The Intercept, June 2, 2020
When Harry, George, Tom, and Joe showed up at a warehouse outside Philadelphia rented by protesters, organizers were immediately suspicious. The men claimed to be “union carpenters” from the Scranton, Pennsylvania, area who built stages — just the kind of help the protesters needed. They were preparing for the Republican National Convention in 2000, where the party would be nominating George W. Bush. Across the country, allied organizers were planning similar protests for the Democratic National Convention in Los Angeles.
One of the hallmarks of the social justice movement at the time was its puppets. Organizers were coming off successful protests in Seattle in November 1999 against the World Trade Organization, and in Washington, D.C., in April 2000, against the International Monetary Fund and World Bank, and had managed to reshape the politics of globalization.
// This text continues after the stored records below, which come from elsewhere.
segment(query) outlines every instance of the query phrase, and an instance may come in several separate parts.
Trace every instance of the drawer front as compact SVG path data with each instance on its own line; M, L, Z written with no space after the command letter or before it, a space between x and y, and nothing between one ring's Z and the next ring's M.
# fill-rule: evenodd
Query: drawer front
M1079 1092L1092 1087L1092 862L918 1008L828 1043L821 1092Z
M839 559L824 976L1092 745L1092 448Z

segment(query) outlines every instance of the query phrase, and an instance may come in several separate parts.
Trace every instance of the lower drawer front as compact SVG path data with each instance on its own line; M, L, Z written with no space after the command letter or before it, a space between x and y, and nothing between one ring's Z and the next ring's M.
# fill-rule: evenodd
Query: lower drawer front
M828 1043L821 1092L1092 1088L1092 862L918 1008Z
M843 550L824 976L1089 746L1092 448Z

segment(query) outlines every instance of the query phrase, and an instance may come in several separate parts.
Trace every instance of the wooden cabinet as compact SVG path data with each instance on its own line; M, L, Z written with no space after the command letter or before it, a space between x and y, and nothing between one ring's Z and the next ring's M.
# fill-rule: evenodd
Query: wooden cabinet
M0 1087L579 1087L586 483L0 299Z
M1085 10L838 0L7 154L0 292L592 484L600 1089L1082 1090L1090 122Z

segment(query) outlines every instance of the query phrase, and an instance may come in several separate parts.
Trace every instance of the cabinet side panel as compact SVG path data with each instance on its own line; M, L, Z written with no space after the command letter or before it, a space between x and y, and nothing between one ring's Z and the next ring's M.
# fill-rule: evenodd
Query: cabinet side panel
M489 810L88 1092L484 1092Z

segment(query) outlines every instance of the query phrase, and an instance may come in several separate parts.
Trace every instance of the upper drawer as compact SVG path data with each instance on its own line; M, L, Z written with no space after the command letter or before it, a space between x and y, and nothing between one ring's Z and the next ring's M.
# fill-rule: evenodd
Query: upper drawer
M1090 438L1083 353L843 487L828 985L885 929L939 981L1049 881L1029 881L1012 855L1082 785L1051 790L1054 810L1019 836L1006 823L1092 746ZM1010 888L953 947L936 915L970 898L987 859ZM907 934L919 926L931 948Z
Soaring papier-mache puppets, rolled through the streets on individually constructed floats, projected a festive air, capturing sympathetic media coverage and countering the authorities’ narrative that the protesters were nihilists simply relishing in property destruction.
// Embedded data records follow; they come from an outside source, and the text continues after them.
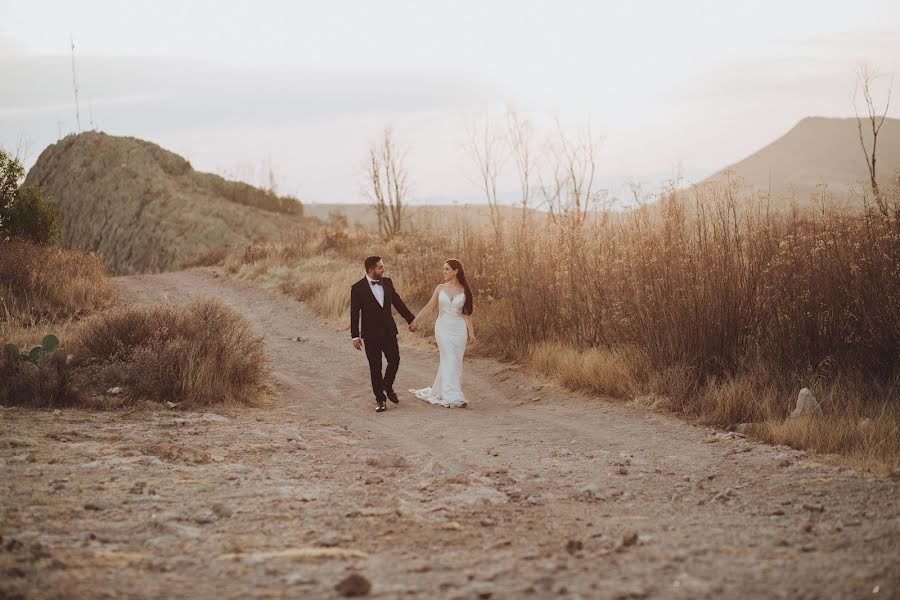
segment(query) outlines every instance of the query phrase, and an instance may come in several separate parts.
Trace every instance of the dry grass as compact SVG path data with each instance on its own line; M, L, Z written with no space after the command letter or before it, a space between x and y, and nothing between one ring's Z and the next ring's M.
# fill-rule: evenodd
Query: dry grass
M526 364L562 385L610 398L627 398L639 393L646 360L636 351L586 348L542 342L528 354Z
M27 242L0 243L0 337L10 337L17 328L91 314L117 295L94 255Z
M107 311L84 323L71 351L95 385L122 386L131 399L208 406L264 395L263 341L219 300Z
M775 443L898 469L900 189L862 211L820 192L813 209L775 211L738 182L712 184L582 225L510 220L499 237L456 222L384 243L332 224L291 258L260 246L223 263L343 327L363 256L385 258L414 311L456 256L476 294L478 352L572 389L720 427L756 422ZM801 387L826 414L810 426L784 421Z

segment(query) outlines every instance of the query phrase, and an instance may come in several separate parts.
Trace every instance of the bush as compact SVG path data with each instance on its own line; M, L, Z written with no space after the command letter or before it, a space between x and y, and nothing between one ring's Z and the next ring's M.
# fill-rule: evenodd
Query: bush
M6 325L77 318L118 295L96 256L23 241L0 244L0 303Z
M60 240L59 205L39 188L18 187L24 169L18 159L0 150L0 237L53 245Z
M36 362L3 352L0 404L44 407L75 404L81 396L72 385L71 375L63 352L47 352Z
M128 397L207 406L252 404L267 374L262 338L219 300L187 306L131 306L84 323L73 346L75 366L102 389Z

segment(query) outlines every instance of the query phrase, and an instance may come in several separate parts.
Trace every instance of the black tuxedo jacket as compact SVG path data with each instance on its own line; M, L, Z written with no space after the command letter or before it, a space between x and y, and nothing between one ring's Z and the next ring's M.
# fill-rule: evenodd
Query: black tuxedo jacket
M365 277L350 287L350 336L374 338L387 335L397 335L397 324L394 322L394 313L391 306L397 309L407 323L412 323L415 316L410 312L400 294L394 289L394 282L387 277L381 278L384 287L384 306L378 304L375 294L369 287ZM359 329L359 317L362 313L362 335Z

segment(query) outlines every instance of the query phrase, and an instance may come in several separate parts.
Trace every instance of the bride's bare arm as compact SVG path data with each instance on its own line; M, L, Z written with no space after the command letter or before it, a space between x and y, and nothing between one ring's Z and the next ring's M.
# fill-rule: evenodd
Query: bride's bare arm
M434 288L434 293L431 294L431 299L428 301L428 304L422 307L422 310L419 311L419 314L416 315L416 318L413 319L413 322L410 325L418 325L419 321L422 317L431 314L431 311L434 310L434 307L437 306L437 296L441 291L441 286L437 286Z

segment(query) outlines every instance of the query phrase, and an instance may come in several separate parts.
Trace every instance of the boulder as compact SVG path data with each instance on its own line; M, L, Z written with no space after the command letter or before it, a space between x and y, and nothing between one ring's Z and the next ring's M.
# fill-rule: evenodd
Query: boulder
M797 408L791 413L790 418L796 419L797 417L821 416L822 407L819 406L818 401L816 401L816 397L813 395L812 390L809 388L800 390L800 393L797 395Z

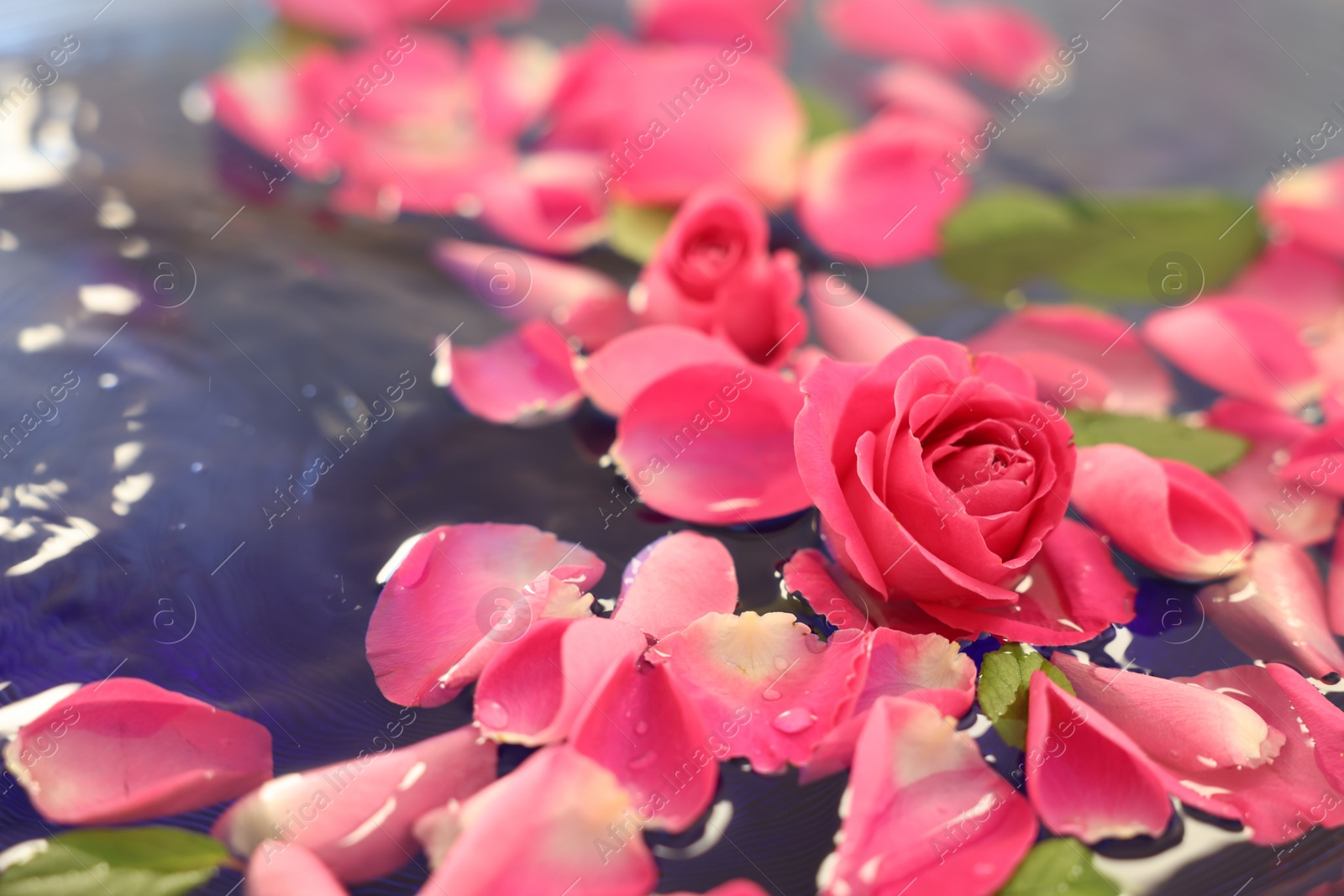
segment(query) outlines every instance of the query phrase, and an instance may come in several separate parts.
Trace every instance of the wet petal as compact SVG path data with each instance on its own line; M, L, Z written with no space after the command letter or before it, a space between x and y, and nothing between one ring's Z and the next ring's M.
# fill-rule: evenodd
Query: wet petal
M294 844L265 842L247 862L243 896L349 896L331 869Z
M79 688L19 728L4 760L60 825L176 815L271 775L262 725L140 678Z
M1206 586L1200 606L1253 660L1284 662L1313 678L1344 673L1344 654L1325 622L1325 588L1302 548L1262 541L1247 567Z
M481 220L500 236L540 253L574 254L606 236L606 193L593 176L602 157L539 152L481 180Z
M942 222L970 188L943 172L962 137L933 118L887 116L824 140L804 165L798 220L823 250L866 265L935 254Z
M612 458L659 513L738 525L812 505L793 455L797 383L750 365L684 367L632 399Z
M1027 801L933 707L879 700L849 772L827 896L988 896L1036 840Z
M1176 400L1167 369L1129 321L1083 305L1028 305L968 340L1036 377L1036 395L1063 407L1165 414Z
M563 740L609 670L633 665L646 646L638 629L614 619L538 619L481 672L476 721L504 743Z
M711 613L660 641L665 662L727 755L771 774L802 764L856 692L860 646L823 643L790 613ZM731 732L731 733L730 733Z
M704 814L728 755L667 666L614 666L574 723L570 744L610 770L640 822L680 833Z
M1050 830L1086 844L1157 837L1172 815L1165 778L1138 744L1039 670L1027 715L1027 797Z
M501 316L548 320L586 351L634 328L625 290L590 267L461 239L439 242L433 257Z
M1046 536L1017 590L1021 598L1011 606L921 606L965 634L1050 646L1082 643L1134 618L1134 586L1116 568L1106 543L1074 520L1060 520Z
M1216 579L1246 566L1246 514L1218 480L1188 463L1125 445L1079 449L1070 500L1121 549L1173 579Z
M602 578L591 551L530 525L464 523L431 529L392 572L368 621L366 649L392 703L437 707L470 678L454 666L482 641L505 643L527 629L521 591L547 572L579 590ZM547 584L544 596L550 598ZM538 592L536 596L542 596ZM573 594L566 604L573 604ZM569 615L586 613L575 607ZM536 617L544 615L542 609ZM527 617L527 618L521 618Z
M478 348L444 340L437 351L457 400L492 423L539 426L569 416L583 400L570 345L548 322L524 321Z
M689 326L653 325L618 336L586 359L575 359L574 373L599 411L621 416L645 388L695 364L746 364L746 357L727 341Z
M1206 298L1157 312L1142 333L1172 364L1227 395L1296 411L1321 394L1297 328L1262 302Z
M836 360L875 364L919 333L882 305L855 292L840 274L808 278L808 310L817 339Z
M415 720L403 709L394 724L410 729ZM212 833L253 862L293 849L347 883L390 875L415 852L415 819L495 780L496 747L477 736L466 727L392 750L379 732L375 752L266 782L220 815Z
M1137 672L1081 662L1064 650L1050 661L1078 699L1103 713L1163 766L1181 774L1259 767L1273 762L1284 733L1232 697Z
M573 747L547 747L417 830L434 852L446 844L425 889L646 896L657 868L636 810L610 771Z
M640 551L625 567L612 618L663 638L706 613L732 613L737 606L738 574L723 543L696 532L675 532Z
The four carpenters were good with a hammer, but much about them had protesters wary they were in fact infiltrators. In conversation, “they were not very political or well informed,” recalled Kris Hermes, an organizer, in “Crashing the Party,” his memoir of the affair. They were older and more muscular than most protesters, he wrote, and they insisted on drinking beer while working, despite the organizers’ ban on drinking in the warehouse. In discussions and meetings, they asserted the right of protesters to destroy property and to physically resist arrest. The movement’s intentional lack of hierarchy left organizers with little ability to act on their suspicions of infiltration, even as they were becoming more deft at sussing out such provocateurs.